“From his earliest poems, archeology has been a primary source of metaphors for Amichai’s perception of the human condition,” wrote Robert Alter, a Hebrew translator and literary scholar, in a New York Times magazine article in 1986. “He sees both the self and history as an elaborate depositing of layers in which nothing is ever entirely buried from sight, in which the earliest strata uncannily obtrude upon the latest.”
Alter maintains that archeology gave Amichai a different way of conceiving of time. In contrast to the linearity of Judaism and Marxism, and their messianic optimism, archeology gave him “a sober alternative.”
In my view, too, Amichai has more of a cyclical conception of time, a more rounded conception of the way that objects — and people — from different periods circulate in and out of our lives. In fact, the cyclical nature of time is one of the main themes of The Amichai Windows.
Clocks appear in all guises — with clock hands attached and not attached, in the form of ancient Hebrew letters in place of numerals and otherwise. Or I weave in a windmill — that is located next to Amichai’s old home in Yemin Moshe in Jerusalem — with its arms circling round, always round.
Here are some lines about time from Amichai’s poem number “28,” which is one of a series of numbered poems from his collection, Time, and that appears in The Amichai Windows.
“I am a clock-hand that has run away
from its dial but cannot forget its circling movements.
When I go straight toward my endless end,
it hurts because I know only round.”
28, Yehuda Amichai, Translated by Rick Black
In The Amichai Windows, I reflect Amichai’s love of archeology, of objects and people getting buried and reappearing in one’s life, by creating a collage of images — some hidden, others not — that draw from various periods of his life.
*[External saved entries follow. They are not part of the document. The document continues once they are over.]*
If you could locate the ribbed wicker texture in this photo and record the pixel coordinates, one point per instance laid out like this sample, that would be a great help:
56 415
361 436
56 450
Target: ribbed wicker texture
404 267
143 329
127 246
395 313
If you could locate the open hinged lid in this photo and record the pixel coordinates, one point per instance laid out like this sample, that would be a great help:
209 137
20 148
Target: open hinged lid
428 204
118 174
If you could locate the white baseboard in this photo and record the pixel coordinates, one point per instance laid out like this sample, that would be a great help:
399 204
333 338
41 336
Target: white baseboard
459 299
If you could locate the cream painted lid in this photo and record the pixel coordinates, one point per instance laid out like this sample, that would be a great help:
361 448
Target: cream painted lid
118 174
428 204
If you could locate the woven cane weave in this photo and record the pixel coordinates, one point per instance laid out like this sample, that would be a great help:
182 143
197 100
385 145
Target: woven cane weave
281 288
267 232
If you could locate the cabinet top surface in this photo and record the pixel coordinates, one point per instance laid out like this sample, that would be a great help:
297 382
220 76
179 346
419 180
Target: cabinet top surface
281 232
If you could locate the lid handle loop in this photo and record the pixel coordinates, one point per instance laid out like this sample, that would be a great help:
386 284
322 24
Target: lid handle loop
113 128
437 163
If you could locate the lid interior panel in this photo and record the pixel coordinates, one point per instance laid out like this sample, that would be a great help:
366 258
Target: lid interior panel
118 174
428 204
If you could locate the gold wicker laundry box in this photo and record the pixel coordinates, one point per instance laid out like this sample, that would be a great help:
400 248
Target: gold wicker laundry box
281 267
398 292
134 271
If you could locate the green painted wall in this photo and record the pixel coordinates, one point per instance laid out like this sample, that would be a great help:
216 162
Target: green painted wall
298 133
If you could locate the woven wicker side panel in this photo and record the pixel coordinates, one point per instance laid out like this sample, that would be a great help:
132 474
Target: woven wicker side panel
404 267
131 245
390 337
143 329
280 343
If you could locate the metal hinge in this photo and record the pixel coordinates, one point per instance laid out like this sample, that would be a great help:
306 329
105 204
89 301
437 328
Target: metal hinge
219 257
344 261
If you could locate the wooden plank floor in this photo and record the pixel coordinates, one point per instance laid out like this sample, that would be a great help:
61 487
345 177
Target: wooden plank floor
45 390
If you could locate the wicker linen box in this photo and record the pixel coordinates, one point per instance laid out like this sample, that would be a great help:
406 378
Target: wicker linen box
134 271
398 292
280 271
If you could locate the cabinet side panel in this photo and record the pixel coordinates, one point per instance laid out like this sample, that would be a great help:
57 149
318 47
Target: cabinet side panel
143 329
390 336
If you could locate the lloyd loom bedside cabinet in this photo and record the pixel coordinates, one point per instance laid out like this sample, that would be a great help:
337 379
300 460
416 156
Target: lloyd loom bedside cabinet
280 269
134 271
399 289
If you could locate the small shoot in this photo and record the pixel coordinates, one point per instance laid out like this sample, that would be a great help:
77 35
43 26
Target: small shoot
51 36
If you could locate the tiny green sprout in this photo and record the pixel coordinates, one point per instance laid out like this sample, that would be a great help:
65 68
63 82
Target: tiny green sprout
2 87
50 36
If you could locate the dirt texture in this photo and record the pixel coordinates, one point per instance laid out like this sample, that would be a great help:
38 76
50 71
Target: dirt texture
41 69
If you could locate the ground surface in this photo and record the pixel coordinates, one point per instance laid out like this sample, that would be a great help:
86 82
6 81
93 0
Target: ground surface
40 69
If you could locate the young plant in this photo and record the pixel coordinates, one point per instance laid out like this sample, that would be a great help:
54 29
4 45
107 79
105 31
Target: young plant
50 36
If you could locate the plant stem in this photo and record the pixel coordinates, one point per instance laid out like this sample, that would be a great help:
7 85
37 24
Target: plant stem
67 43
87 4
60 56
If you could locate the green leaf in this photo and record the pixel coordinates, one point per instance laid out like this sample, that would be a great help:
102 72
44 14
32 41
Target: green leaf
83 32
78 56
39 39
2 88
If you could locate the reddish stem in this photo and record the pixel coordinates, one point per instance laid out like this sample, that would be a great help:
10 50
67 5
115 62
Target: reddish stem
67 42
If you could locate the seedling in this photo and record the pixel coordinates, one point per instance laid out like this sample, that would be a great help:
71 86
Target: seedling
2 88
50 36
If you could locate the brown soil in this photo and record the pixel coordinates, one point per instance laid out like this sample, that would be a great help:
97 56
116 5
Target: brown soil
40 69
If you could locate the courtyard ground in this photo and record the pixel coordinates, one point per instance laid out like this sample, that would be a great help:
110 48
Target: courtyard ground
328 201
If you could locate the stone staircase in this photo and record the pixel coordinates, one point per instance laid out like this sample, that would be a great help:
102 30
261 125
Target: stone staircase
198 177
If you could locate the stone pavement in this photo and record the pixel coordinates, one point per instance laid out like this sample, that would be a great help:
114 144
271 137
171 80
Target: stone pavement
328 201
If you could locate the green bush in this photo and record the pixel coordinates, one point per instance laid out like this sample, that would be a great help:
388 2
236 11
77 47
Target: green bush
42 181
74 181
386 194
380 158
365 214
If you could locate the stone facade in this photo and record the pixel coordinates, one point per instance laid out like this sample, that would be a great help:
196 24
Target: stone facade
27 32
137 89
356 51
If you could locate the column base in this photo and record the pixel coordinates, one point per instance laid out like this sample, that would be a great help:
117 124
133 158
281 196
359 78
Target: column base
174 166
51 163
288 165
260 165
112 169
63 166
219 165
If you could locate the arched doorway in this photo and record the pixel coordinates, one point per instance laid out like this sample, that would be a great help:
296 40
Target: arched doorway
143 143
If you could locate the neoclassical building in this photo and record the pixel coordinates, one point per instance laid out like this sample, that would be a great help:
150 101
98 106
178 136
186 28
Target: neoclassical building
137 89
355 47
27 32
Or from Jewish history in general. Sometimes I even sneak in bits and pieces from my own life, too. All of the time, though, the images refer the reader back to the words of the poem. I want to enhance them and create visual links to different ideas of time and various eras.
Here are some of Amichai’s own lines about archeology from his poem, The Jews, which also is one of the poems in The Amichai Windows.
“The Jews are not a historical people
and not even an archaeological people, the Jews
are a geological people with rifts
and collapses and strata and fiery lava.
Their history must be measured
on a different scale.”
The Jews, Yehuda Amichai, Translated by Rick Black
Sometimes, I incorporate direct images of archeological sites such as the Qumran caves by the Dead Sea. Both of the images in this blog post, for instance, appear in The Amichai Windows, but they are manipulated and made into a collage with other photos to complement the poems. While I can’t show the actual designs of the poems (at least, not yet), I hope you’ll enjoy seeing these images and get a sense of how they’re intertwined with the poems.
“I am drawn to people who are concerned with real things, like archeologists and geologists,” said Amichai in an interview with Chana Kronfeld, a Hebrew literary scholar and one of his translators. “That is really pure poetry.”